Medida divulgada pelo novo comando ocorre em meio a ações contraditórias e manutenção do controle nas ruas

Delcy Rodríguez reage aos EUA, defende soberania venezuelana e anuncia mudanças no petróleo

Seis dias após a operação dos Estados Unidos que retirou Nicolás Maduro do poder, o governo chefiado por Delcy Rodríguez passou a adotar iniciativas que misturam concessões pontuais e práticas repressivas. O anúncio da libertação de presos por motivação política ocorreu ao mesmo tempo em que forças de segurança continuaram atuando para conter manifestações e celebrações relacionadas à intervenção estrangeira.

Publicidade

A promessa de libertação foi apresentada como sinal de distensão, mas não veio acompanhada de mudanças estruturais. O policiamento ostensivo permaneceu em bairros centrais e periféricos, e decretos recentes ampliaram punições contra atos considerados favoráveis à ação militar americana.

Segundo informações do G1, o presidente da Assembleia Legislativa, Jorge Rodríguez, irmão de Delcy, afirmou que a decisão de libertar parte dos detidos seria “um gesto para consolidar a paz e a convivência pacífica”. Ele destacou que a iniciativa teria sido tomada de forma unilateral pelo novo governo, sem exigência direta dos Estados Unidos.

Liberação parcial e clima de apreensão

Apesar do anúncio oficial, a execução da medida foi marcada por incertezas. Familiares passaram a madrugada aguardando informações, sem confirmação de nomes ou horários. Ao final, apenas cinco presos deixaram a custódia do Estado, todos com passaporte espanhol.

Entre os libertados estavam o ex-candidato presidencial Enrique Márquez e a advogada de direitos humanos Rocío San Miguel, presa havia quase dois anos sob acusações de conspiração, traição e terrorismo, consideradas infundadas por observadores internacionais.

A condução do processo gerou críticas públicas. “Três da manhã na Venezuela. Uma noite absolutamente dramática com centenas de famílias esperando.

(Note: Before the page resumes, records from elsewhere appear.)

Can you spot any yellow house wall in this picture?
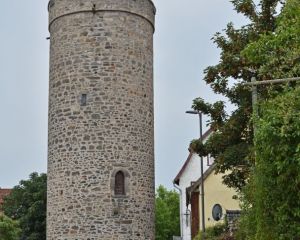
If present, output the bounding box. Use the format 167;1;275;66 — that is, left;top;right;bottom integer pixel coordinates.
199;171;240;229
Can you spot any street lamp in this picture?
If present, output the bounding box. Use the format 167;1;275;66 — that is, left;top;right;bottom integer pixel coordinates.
185;111;205;239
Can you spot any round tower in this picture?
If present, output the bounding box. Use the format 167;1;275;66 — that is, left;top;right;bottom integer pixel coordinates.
47;0;155;240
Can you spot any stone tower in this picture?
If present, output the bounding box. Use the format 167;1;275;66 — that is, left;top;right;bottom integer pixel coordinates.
47;0;155;240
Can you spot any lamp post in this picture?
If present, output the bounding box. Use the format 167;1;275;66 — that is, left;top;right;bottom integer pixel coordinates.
185;111;205;240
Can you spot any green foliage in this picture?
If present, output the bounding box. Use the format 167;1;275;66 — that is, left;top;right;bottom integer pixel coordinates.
193;223;232;240
238;0;300;240
0;214;21;240
3;173;47;240
155;185;180;240
241;87;300;240
192;0;280;190
242;0;300;79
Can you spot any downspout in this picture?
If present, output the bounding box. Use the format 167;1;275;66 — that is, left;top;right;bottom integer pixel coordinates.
173;183;183;239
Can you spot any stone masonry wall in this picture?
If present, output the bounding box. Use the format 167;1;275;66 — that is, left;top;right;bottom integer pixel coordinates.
47;0;155;240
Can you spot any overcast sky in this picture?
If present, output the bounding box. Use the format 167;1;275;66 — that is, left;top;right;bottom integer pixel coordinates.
0;0;245;188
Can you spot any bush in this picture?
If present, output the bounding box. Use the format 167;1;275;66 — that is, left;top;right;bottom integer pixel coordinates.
194;223;231;240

No plano político, a não liberação nesta noite, depois de mais de cinco horas desde o anúncio, só deixou de lado a fragilidade do poder do Rodrigato. O que ou quem está impedindo que os presos políticos saiam?”, escreveu o cientista político Luis Peche em suas redes sociais.

Número de detidos segue elevado

Organizações de direitos humanos afirmam que a libertação anunciada representa apenas uma fração do problema. Dados da ONG Foro Penal apontam que 820 pessoas continuam presas por razões políticas, sob acusações variadas. Cerca de cem estariam detidas em El Helicoide, instalação associada a denúncias recorrentes de tortura e administrada pelo Serviço Bolivariano de Inteligência Nacional.

Mesmo com discursos de abertura, o governo mantém milicianos e grupos paramilitares atuando no patrulhamento urbano. A presença desses agentes reforça a percepção de que o sistema repressivo segue intacto.

Narrativa oficial e limites do poder

Para a população interna, Delcy Rodríguez tenta sustentar a ideia de resistência à intervenção estrangeira que resultou na saída de Maduro e Cília Flores. Em cerimônia que homenageou vítimas da operação militar do dia 3, a presidente interina declarou: “Ninguém aqui se rendeu. Houve uma luta e uma luta por esta pátria. Temos dignidade histórica, compromisso e lealdade ao presidente Maduro, que foi sequestrado”.

Na prática, porém, decisões adotadas pelo governo Trump, como o controle sobre o petróleo venezuelano, reduzem a margem de atuação do novo comando. Ainda assim, a autoridade cotidiana continua sendo assegurada principalmente pela força nas ruas.